Feuerbestattung

Die Feuerbestattung wird geschichtlich ungefähr 3000 v.Chr. erstmalig erwähnt. Auch im 21. Jahrhundert lehnen unterschiedliche Glaubens- und Religionsgemeinschaften die Feuerbestattung konsequent ab.

 Der Verstorbene wird in der Regel in einen einfachen Kiefer- Krematoriumssarg eingebettet. Auch die Bestattungswäsche bzw. die Bekleidung kann unter diesen Gesichtspunkten einfachsten Ansprüchen genügen.

In den letzten Jahren sind zu den staatlichen Krematorien eine Vielzahl von privatwirtschaftlichen Einrichtungen hinzu gekommen, die aber alle den gesetzlichen Bestimmungen unterliegen. Um den oft kritisierten “Leichentourismus” zu verhindern, empfiehlt sich der Wahl des nächst liegenden Krematoriums, wobei die Dauer bis zum Urnenversand für viele Angehörige von Bedeutung ist.

Im Krematorium erfolgt dann eine 2. Amtsärztliche Leichenschau, wenn der Verstorbene vorher nicht schon gerichtsmedizinisch untersucht wurde.

Die Kremierung dauert im Mittel 2,5 – 3 Std. und wird bei 700 Grad Celsius durchgeführt. Nach der Verbrennung kommen die Knochen in eine sog. Knochenmühle.

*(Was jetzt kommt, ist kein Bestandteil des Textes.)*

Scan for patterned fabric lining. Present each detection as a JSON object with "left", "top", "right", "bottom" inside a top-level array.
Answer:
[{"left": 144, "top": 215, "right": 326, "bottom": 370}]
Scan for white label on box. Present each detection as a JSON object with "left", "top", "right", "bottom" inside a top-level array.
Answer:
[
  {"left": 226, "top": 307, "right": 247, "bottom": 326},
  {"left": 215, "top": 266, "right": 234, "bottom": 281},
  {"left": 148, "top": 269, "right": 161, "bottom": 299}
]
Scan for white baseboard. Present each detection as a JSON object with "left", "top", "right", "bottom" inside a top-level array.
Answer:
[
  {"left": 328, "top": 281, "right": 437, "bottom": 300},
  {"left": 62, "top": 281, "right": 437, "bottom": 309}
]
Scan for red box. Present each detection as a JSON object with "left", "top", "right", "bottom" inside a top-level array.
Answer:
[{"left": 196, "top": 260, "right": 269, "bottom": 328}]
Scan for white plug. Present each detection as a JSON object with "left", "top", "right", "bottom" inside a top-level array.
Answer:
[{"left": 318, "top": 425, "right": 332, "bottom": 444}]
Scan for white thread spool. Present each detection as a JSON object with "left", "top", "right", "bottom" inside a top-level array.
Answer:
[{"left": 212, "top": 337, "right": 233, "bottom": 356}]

Das so entstandene Knochenmehl des Verstorbenen (die umgangssprachliche “Asche”) wird in einer Aschenkapsel aufgefangen, die mit Namen, Geburts- und Sterbedaten sowie dem Kremierungsort versehen und versiegelt wird.

Entsprechend des vom Gesetzgeber vorgeschriebenen “Friedhofszwanges” muss die Aschenkapsel auf einem Friedhof beigesetzt werden (in einigen Bundesländern liegen bereits abweichende Gesetzte oder Gesetzes-Entwürfe vor).

 

 

Formen der Urnenbeisetzung

Urnenbeisetzung in sogenannten Wahlstellen (siehe Erdwahlstellen)

 

 

Anonyme Urnenbeisetzung auf sogenannten Urnengemeinschaftsgrabanlagen ohne namentliche Kennzeichnung

Anonyme Beisetzungen werden in den verschiedenen Bundesländern unterschiedlich durchgeführt. In Berlin dürfen auch bei stillen Beisetzungen, also Beisetzungen ohne Trauerfeier auf anonymen Gemeinschaftsanlagen, Angehörige bei der Bestattung dabei sein. Im Freistaat Bremen z. B. wird die Anwesenheit von Trauergästen bei diesen Beisetzungen regelrecht untersagt. Auch die neuen Bundesländer handeln noch oft nach diesen antiquierten Regeln.

 

 

Urnengemeinschaftsanlagen mit Namenstafeln oder Namensstelen

 

 

Urnenbeisetzung in Urnenwand – Fächern

Einige Friedhöfe bieten zur Urnenbeisetzung sog. Urnenwände an.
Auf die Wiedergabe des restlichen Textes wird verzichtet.